Private rent inflation eased again in March while UK house prices rose modestly in February, according to the latest official figures, although lenders and brokers warned that geopolitical tensions and higher energy costs could yet unsettle the market.
The latest ONS data shows average UK monthly private rents rose by 3.4% in the 12 months to March 2026, taking them to £1,377. That was down from annual growth of 3.6% in February.
Average rents reached £1,434 in England, up 3.4% year-on-year, while Wales recorded annual growth of 4.8% to £830 and Scotland saw rents rise 2.1% to £1,022. In Northern Ireland, average rents increased by 5.0% to £880 in the 12 months to January 2026.
Within England, rental inflation remained uneven.
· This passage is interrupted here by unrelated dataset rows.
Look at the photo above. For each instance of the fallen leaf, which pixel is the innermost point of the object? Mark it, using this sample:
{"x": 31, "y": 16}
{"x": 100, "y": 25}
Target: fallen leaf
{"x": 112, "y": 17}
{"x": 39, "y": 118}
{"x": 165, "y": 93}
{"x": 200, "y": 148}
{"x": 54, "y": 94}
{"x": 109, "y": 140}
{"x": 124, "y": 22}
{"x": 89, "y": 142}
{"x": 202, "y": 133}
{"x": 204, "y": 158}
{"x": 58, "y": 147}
The North East posted the strongest annual growth at 6.5%, while London recorded the lowest at 1.7%.
The housing sales market also continued to move forward, albeit at a subdued pace. Average UK house prices increased by 1.2% in the 12 months to February 2026, taking the average price to £268,000. That was up from annual growth of 1.0% in January.
In England, average house prices rose by 0.8% to £290,000. Wales saw growth of 2.5% to £210,000, while in Scotland prices increased by 2.3% to £187,000.
CAUTIOUS CONFIDENCE
Louise Apollonio, sales and distribution director for retail mortgages at Shawbrook, said: “Property prices are continuing to suggest cautious confidence during the start of the year.
“In the coming months, this trend is likely to remain volatile in response to the threat of rising energy costs and broader impact from events in the Middle East. For those in the market and looking to buy in the coming months, it’ll be crucial to speak to a broker to explore all options and make the best possible decision in the journey towards home-ownership.”
CALM BEFORE THE STORM
Chris Storey, chief commercial officer at Atom bank, said: “This data represents the calm before the storm, as it predates the conflict in the Middle East and the resulting turbulence. Future data from the ONS will reveal the true impact of the conflict on house prices, and whether it has acted as a brake on the growth seen this month.
“Thankfully, things are beginning to settle, with Moneyfacts last week reporting the first drop in mortgage rates since the start of the war in Iran, good news for aspiring buyers.
“Those would-be buyers should steel themselves for a painfully slow journey, however. The latest data from Propertymark shows 43% of transactions taking 17 weeks to reach completion, the highest proportion since it started tracking the data in 2015.
“It’s extraordinary that the housebuying process still takes so long, creating stress for all involved. As an industry, we must continue to look for ways to streamline that process, providing greater peace of mind to brokers and their customers.”
AFFORDABILITY CONCERNS
Mark Harris, chief executive of mortgage broker SPF Private Clients, said: “Inflation rising to 3.3% is not surprising given the hike in fuel prices on the back of the Middle East conflict, and it is expected to edge higher still in coming months.
“Affordability concerns are once again an issue for borrowers, as mortgage rates headed upwards on the back of expectations that interest rates would stay higher for longer. However, in recent days there has been some relief as a number of lenders have reduced their fixed-rate mortgages, including Santander, HSBC and Skipton – a trend we hope to see continue in coming days.”